West KY Drug & Alcohol Screen specializes in the marine industry. According to Holmes, about 90 percent of its clients are maritime, with the rest consisting of other transportation sectors like truck drivers and air traffic controllers.
Among all substances tested by her company, said Holmes, the greatest number of positive “hits” of drug tests still come from marijuana. Between July 1 and December 28, 2018, for example, out of 2,492 specimens the company processed, 91 tested positive for some substance. Marijuana made up 40 of those hits and amphetamines provided 33. But hydrocodone provided 12 positive hits, while hydromorphone provided 16.
Although only taken from one company’s sample, those numbers give some indication of how the MIS’s 2018 figures might look. If the addition of synthetic opioids affects the positive hit rate, vessel operators could be burdened with the 50 percent testing rate for some time.

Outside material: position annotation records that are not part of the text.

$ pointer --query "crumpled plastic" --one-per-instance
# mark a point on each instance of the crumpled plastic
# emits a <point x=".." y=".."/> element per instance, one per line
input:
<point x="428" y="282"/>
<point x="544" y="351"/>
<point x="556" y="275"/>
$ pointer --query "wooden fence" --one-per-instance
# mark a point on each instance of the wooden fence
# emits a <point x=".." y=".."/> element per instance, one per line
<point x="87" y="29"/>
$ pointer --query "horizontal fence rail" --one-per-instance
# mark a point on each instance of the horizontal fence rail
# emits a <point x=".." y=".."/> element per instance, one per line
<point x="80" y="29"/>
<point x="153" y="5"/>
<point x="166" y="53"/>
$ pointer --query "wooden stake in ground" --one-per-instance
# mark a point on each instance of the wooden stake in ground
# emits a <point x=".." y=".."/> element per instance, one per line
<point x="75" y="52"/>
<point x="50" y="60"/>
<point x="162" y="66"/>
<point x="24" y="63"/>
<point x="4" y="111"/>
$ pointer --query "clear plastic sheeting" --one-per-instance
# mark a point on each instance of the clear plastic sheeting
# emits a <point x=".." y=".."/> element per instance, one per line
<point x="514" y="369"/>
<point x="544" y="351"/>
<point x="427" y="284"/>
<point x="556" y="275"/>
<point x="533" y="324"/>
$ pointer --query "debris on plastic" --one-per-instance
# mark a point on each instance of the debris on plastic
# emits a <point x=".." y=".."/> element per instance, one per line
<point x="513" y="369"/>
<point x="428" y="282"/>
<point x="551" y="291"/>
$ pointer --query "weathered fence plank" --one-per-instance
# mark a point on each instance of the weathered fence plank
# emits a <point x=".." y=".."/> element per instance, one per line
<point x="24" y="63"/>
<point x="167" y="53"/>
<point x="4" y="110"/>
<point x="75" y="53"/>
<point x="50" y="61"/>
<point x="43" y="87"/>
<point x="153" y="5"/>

In response to a query, the American Waterways Operators said, “The towboat, tugboat and barge industry and its mariners and their families are not immune to opioid abuse and the serious epidemic that is gripping our nation. In light of the Coast Guard-confirmed drug positivity rate for the 2017 reporting period being greater than 1 percent, followed by the statutorily-required minimum random drug testing rate being set at 50 percent, an increase from 25 percent, AWO is monitoring this situation closely and is interested in reviewing the forthcoming data from the 2018 reporting period. It would be premature for AWO to speculate on the drug positivity rate before it has baseline data that includes the synthetic opioids that were added to the drug testing panel beginning in 2018.”